First of all, in case you don’t know I do actually work in the equine supplement industry. Yes, I make my living partly from this industry. Yes, I need to sell supplements to generate income. However, I spent 25 years in research, a large part of it involved with equine nutrition and 12 years learning the skills necessary to formulate, develop, manufacture and trial equine supplements.
Not a day goes by now where I don’t see adverts or websites or social media posts which blatantly flaunt UK and EU law and which should be acted upon by the Veterinary Medicines Directorate, the Advertising Standards Agency or Trading Standards. In many cases this is simply a case of claims which are not-permitted (e.g. medicinal or functional claims such “prevents laminitis”, “boosts immunity”, “improves recovery”,…..). Other supplements use ingredients which are not permitted to be used under EU regulations (e.g. chromium, glutamine, etc) because they are prohibited or are not included in EU Register of Feed Additives . Many companies labels do not provide the information required under EU regulations. Many companies also imply that they are part of schemes such as BETA NOPS which reduces the risk of positive tests for COMMONLY occurring (note not ALL) prohibited substances; essential for horses competing affiliated/FEI. Finally, I see many marketing claims that are not supported by any data when the format of the claim requires them to provide a reference to supporting data. And I won’t even start on inclusion of ingredients known to be potentially harmful (e.g. high level iron supplements) or ineffective (e.g. creatine, L-ascorbic acid). Finally, whilst there is no evidence that supplements on sale in the UK don’t meet the specifications for ingredients on their labels, an independent survey of equine joint supplements in the USA showed that many had lower amounts of active ingredients such as glucosamine in them than was claimed on the label. In a few cases, the supplements contained NO active ingredients at all.
Horse owners are not all scientists. I can spot poor products and misleading adverts easily. However, if I am buying a coffee maker then I would probably have no clue who makes the best ones unless I find someone who works in the industry or a good independent review (e.g. WHICH). So I don’t blame the consumer who buys supplements for their horse. It’s a highly technical field and there is no reliable independent body that will review what’s on offer – maybe WHICH would like to take it on. I would love to see their findings if they did.
It’s perhaps of even more concern that a range such as TEN failed to survive in this marketplace. TEN should have had everything going for it. A good scientific and nutritional team, excellent marketing support, probably a large budget. Perhaps the online only model was wrong but it’s still a shock to see that an ethical company with good products couldn’t make it in the supplement area.
The equine supplement market in the UK is SATURATED. That doesn’t stop new companies springing up thinking that there is an easy and quick buck to be made. Unfortunately, anyone can set up a company to sell supplements. Just get a name, some designs, a website and buy some cheap ingredients in bulk from China and mix them up in your garage. Did I mention there is no need to prove you know what you are doing or have any knowledge of equine nutrition or physiology? And don’t worry, there is no obligation to demonstrate that the products you are selling are either efficacious or safe. And do make sure you are a limited company in case anyone’s horse has a bad reaction and dies or has to be put down and then you won’t have any liability. Make outrageous and illegal claims and wait until the ASA, VMD or Trading Standards catches up with you and then just “say sorry”.
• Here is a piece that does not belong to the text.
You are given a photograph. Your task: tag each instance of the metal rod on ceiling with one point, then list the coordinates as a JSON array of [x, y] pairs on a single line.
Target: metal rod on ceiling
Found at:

Are we perfect? No. in order to compete in the marketplace we have to try and market as competitively as the law allows. Sometimes we may sail the wrong side of the line but that is rare. Do I expect everyone to buy Science Supplements products? Of course not, but I hope that we will appeal to a sector of the market that appreciates the knowledge, time and care we put into developing, researching, trialing and marketing our products to ensure they are safe and effective.
The problem is that as the market is saturated, there are so many small companies and new companies, many of which don’t last more than a few years, and the resources of the VMD, ASA and Trading Standards are already stretched. But these are the only organisations that are currently in a position to moderate the industry as the industry has shown no interest in self-regulation. Therefore, unfortunately, I don’t see the equine feed supplement industry improving its behaviour in the near future. The result of this in the best case is that owners are spending money on supplements that have low levels of benign ingredients which offer no benefit.